For many, studying abroad is the first time they are truly thrust into a foreign country to live and not simply enjoy the comforts of short travel such as family, resorts, and even modern appliances. The shock alone from this is an amazingly difficult time to overcome but certainly makes you a better traveler, more flexible, and it grows your appreciation for what the word home means to you. While this experience and the following period of reflection are critical points that many students and young adults experience upon their first extended travels abroad, this is not what I was looking for.

Having been born abroad, traveled abroad, and briefly “studied” abroad before I was looking for more than simply the initial discomfort of a foreign environment: I wanted to truly dissolve into a new community, gain professional experience, and develop my language skills to a higher level of proficiency (and maybe the elusive status of fluency). For me, that possibility was studying abroad in Brussels. Being able to use my French daily, albeit working around Flemish, working as an analyst in a think tank with European colleagues, attending classes about security and international politics from European experts, and the simple conversations with my barber or bar tender truly opened me up to life outside the US.

IMG_4141

My personal growth abroad was mastering my travel identities. Being able to travel and live abroad is analogous to that of a wardrobe: you need a small set of skills that you can easily mix and match for the occasion. Whether it be knowing not to speak French to a Fleming, speak French before English with a Walloon, speak softly on the metro, kiss someone’s cheek once (twice, even thrice), it’s important to bring more than just a suitcase and a good book. What we fail to realize sometimes as travelers, expats, students, or simply outsiders is that being “cultured” isn’t the amount of travel nor the amount of facts we can divulge on request, but the subconscious ability to change our perspective and demeanor. Being “cultured” is adapting to foreign environments a habit: change is the norm. I do not claim to be a travel chameleon that can change identity without even knowing, but I am a league closer than I was prior to living in Brussels.

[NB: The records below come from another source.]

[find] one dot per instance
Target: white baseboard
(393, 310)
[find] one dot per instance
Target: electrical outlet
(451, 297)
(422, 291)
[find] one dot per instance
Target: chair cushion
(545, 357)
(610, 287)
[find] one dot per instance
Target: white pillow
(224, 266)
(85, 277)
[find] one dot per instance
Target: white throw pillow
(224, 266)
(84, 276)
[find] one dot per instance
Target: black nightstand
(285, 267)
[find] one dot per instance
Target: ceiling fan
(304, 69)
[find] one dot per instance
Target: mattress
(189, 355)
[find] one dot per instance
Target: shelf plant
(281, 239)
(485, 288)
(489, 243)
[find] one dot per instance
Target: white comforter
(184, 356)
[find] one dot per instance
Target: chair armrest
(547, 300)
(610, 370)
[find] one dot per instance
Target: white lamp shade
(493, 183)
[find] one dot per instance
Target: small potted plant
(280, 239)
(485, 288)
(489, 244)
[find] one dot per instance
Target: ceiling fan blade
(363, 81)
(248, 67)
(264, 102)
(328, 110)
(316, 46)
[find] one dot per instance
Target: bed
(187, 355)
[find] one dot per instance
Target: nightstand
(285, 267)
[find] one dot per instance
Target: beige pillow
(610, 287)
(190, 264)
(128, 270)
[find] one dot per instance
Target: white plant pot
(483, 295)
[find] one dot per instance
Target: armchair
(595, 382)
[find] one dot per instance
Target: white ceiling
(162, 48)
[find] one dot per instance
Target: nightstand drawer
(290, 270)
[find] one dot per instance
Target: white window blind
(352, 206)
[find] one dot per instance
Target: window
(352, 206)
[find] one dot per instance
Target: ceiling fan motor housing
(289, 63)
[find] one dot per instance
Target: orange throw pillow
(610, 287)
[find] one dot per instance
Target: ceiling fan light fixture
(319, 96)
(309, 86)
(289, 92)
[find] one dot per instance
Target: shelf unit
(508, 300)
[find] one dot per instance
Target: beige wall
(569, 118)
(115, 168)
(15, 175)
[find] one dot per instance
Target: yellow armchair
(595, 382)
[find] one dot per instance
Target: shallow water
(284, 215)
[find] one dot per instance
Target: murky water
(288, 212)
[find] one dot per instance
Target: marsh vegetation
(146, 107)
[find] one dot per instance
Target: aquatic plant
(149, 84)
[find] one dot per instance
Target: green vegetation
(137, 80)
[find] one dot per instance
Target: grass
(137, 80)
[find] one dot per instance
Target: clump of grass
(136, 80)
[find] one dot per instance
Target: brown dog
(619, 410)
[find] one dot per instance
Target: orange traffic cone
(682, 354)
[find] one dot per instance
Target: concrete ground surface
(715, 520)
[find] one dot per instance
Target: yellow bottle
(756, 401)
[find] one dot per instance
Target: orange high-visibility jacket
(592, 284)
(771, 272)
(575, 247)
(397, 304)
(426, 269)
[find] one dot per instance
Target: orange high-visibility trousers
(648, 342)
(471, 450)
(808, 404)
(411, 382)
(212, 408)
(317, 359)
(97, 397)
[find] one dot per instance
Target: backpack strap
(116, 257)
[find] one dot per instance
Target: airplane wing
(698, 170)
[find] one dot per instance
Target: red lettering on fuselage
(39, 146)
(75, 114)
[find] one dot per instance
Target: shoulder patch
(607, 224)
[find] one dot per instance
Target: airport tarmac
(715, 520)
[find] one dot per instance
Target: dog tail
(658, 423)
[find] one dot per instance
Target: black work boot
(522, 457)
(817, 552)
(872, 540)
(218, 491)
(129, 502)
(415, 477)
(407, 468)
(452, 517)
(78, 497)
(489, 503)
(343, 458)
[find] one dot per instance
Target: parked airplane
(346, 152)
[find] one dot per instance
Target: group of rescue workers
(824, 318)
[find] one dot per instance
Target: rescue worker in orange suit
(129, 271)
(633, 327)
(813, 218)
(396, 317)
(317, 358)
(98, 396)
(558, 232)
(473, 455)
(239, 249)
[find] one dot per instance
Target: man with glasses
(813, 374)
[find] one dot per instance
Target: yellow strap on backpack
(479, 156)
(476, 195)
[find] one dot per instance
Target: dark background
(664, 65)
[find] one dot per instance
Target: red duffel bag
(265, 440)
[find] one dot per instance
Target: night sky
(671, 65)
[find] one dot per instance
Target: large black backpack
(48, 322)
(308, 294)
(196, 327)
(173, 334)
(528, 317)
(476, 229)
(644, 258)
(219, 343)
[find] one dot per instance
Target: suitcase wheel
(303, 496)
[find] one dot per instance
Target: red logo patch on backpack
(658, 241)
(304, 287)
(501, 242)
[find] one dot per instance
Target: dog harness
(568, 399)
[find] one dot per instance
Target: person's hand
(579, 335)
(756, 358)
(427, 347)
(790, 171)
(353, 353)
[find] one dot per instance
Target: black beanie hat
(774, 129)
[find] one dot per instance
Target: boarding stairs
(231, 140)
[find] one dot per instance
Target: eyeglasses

I have written previously about the importance of flexibility, and to this day it is still a skill that I continue to work on. I cannot definitively say that studying abroad is the only way I would have learned value of this skill and it is not the first time I have truly needed it, but it is the reason for my continuous reflection upon the matter. Whether it has been trains, planes, and automobiles, lodging, food, language gaps, or simply the trustworthy male sense of direction, I am truly grateful for this experience and how it has taught me about self-control, understanding, and the ability to move with “fluid” situations.

As I prepare to come “home” to my house in the North suburbs of Chicago to see my family for Christmas, I am left thinking about what this experience means to me moving forward. Metaphorically speaking, I have finished the who, what, when, where, and why, but now I am on the how. To me, there are two ways to use my knowledge when I return: as an advocate and professionally. To distinguish between the two, advocacy to me in this case would be stressing the importance to fellow Americans of the dire need to intervene in the Middle East because of ISIS (having witnessed the effects of their terrorism throughout Europe) or simply stressing the importance of being smart travelers and knowing more about your destination than simply your hotel and where the bars are. Professionally speaking I plan to use my experiences and knowledge throughout the rest of my life whether it is in my classes at DU, discussions with peers, a potential career in diplomacy, or simply applying for jobs. I think the most valuable skill is being able to connect with a complete stranger from the other side of the world, and this experience has opened up more doors to bring me closer to that goal.

These are my three pieces of advice upon returning from Brussels:

  1. We never stop growing inside. Our curiosity fuels the adventure in our lives, that’s what makes us human.
  2. There is always a reason to leave, the hard part is finding reasons why you shouldn’t.
  3. It is always nice to come home, learn to make home more places than one.